We were up early in the morning to walk the lodge property with Jacob. What a fun way to work up an appetite for breakfast. We had seen the day before that this guy had a good eye, as he was spotting animals every where. He proved it again this morning. He would hear a bird call from a couple hundred meters away, and in a half a minute he would have it sighted in on his amazing scope. We had a least a dozen good sightings, then it was time for breakfast and to board the boat to the island. Along with our boat captain and Jacob, we had the other two guests and another guide with us. We had a nice morning snorkeling with lots of colorful schools of fish. There was a beautiful little beach, and we had fun shooting a video of the hermit crabs for our grandson.
But the big adventure of the day was yet to come, as we were riding back in the boat. I was very relaxed, and quite content. I was literally thinking that I could not imagine a better day. Then a huge humpback whale breached in front of our boat. Right where I was looking. This has to be one of the most spectacular things I have ever seen. The whole boat erupted with shouts of “Whale!’ We hung around for about 15 minutes, and it surfaced a few more times. The guides were very happy. This was the first of the season, and there was a lot of chatter between the staff about it at the lodge. Once we arrived back at the lodge, we walked along the shoreline to where they had set up lunch under a palm frond pergola on their pretty little beach. We ate with our new friends, and the guides said that we were welcome to stay and swim. But I had to drag myself away. I had booked my massage with Cynthia, and I wasn’t going to miss it.
I don’t know how to describe it. How do you describe a massage? But I have to agree with Melissa. Absolutely the best massage ever. Afterwards, Cynthia had brewed some tea. Melissa joined us and we had a chance to chat. Cynthia turned out to be a delightful young woman. She had went to a massage school in San Jose, and supplemented her training with some Hungarians that hold workshops in Costa Rica from time to time. She was also a yoga instructor, and told us that she was taking her dream trip during the break. She was going to India with about 15 other yoga enthusiasts for a month. She was beaming. We beamed for her. It is always a wonderful thing to see someone follow their passion.
All in all. We were thrilled to see that Casa Corcovado had morphed into a luxury resort, with a minuscule environmental footprint. They are truly off the grid.
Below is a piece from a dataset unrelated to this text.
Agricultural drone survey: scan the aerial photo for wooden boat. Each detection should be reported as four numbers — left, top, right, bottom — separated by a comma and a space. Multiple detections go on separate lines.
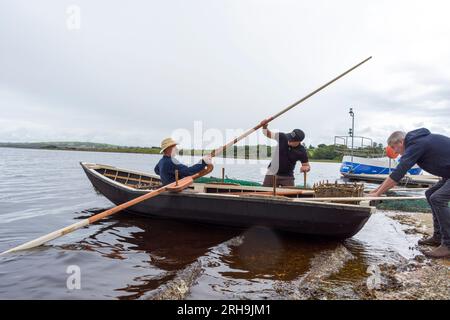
80, 162, 375, 239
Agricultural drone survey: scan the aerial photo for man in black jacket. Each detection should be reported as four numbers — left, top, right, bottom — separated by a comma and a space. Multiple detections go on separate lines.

They are generating their own electricity, purifying their own water, and dealing with their own sewage and trash. It really is an amazing model of sustainable development. The surrounding forest is untouched and the management is a responsible steward of the nature they share. They take their responsibility seriously.
We reluctantly packed up the next morning for the journey back to San Jose. We were not ready to go. We were ready to move in. We wanted to hang out with our new friends, eat great food, and hike in the woods. But our real lives were calling. So we left happy, and appreciative of the gifts working in this industry gives to us. And we hope to do another “inspection” sometime soon.